And then Chad explained, telling the story of his walk from Frankfort. The
Major was amazed that anybody could have denied the boy food and lodging.
"Who were they, Tom?" he asked
The old driver turned:
"They was some po' white trash down on Cane Creek, I reckon, suh. Must'a'
been." There was a slight contempt in the negro's words that made Chad think
of hearing the Turners call the Dillons white trash--though they never said
"po' white trash."
"Oh!" said the Major. So the carriage stopped, and when a man in a black
slouch hat came out, the Major called:
"Jim, here's a boy who ain't had anything to eat for twenty-four hours. Get
him a cup of coffee right away, and I reckon you've got some cold ham handy."
"Yes, indeed, Major," said Jim, and he yelled to a negro girl who was standing
on the porch of his house behind the store.
Chad ate ravenously and the Major watched him with genuine pleasure.

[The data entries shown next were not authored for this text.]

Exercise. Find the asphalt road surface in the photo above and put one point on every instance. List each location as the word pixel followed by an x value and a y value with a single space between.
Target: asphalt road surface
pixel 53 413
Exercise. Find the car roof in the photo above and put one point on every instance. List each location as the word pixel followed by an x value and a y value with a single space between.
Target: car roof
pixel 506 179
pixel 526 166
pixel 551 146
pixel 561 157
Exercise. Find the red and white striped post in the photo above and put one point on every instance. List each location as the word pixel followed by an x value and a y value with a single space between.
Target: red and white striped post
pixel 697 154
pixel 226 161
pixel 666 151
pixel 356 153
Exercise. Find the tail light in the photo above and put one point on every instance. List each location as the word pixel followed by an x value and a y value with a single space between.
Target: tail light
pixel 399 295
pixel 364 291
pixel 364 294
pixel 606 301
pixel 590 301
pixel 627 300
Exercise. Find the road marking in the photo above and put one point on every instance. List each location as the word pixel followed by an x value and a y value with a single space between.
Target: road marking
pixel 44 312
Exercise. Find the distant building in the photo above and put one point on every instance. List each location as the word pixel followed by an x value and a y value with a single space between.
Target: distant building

When the
boy was through, he reached in his pocket and brought out his old five-dollar
bill, and the Major laughed aloud and patted him on the head.

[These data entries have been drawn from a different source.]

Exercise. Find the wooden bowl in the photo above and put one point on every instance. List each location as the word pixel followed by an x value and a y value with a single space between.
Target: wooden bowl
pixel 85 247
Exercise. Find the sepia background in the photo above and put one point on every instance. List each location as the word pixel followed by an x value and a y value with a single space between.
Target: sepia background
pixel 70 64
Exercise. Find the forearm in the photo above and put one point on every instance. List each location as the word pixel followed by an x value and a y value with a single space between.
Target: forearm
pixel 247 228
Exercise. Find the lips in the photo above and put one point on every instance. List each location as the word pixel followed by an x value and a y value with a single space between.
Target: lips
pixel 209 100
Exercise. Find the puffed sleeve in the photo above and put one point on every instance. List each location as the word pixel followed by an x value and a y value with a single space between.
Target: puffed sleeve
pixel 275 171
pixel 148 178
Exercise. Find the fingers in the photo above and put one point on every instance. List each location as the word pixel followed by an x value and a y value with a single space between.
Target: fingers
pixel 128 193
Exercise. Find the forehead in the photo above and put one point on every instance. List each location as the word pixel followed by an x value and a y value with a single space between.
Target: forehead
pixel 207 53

"You can't pay for anything while you are with me, Chad."
The whole earth wore a smile when they started out again. The swelling hills
had stretched out into gentler slopes. The sun was warm, the clouds were
still, and the air was almost drowsy. The Major's eyes closed and everything
lapsed into silence. That was a wonderful ride for Chad. It was all true, just
as the school-master had told him; the big, beautiful houses he saw now and
then up avenues of blossoming locusts; the endless stone fences, the
whitewashed barns, the woodlands and pastures; the meadow-larks flitting in
the sunlight and singing everywhere; fluting, chattering blackbirds, and a
strange new black bird with red wings, at which Chad wondered very much, as he
watched it balancing itself against the wind and singing as it poised.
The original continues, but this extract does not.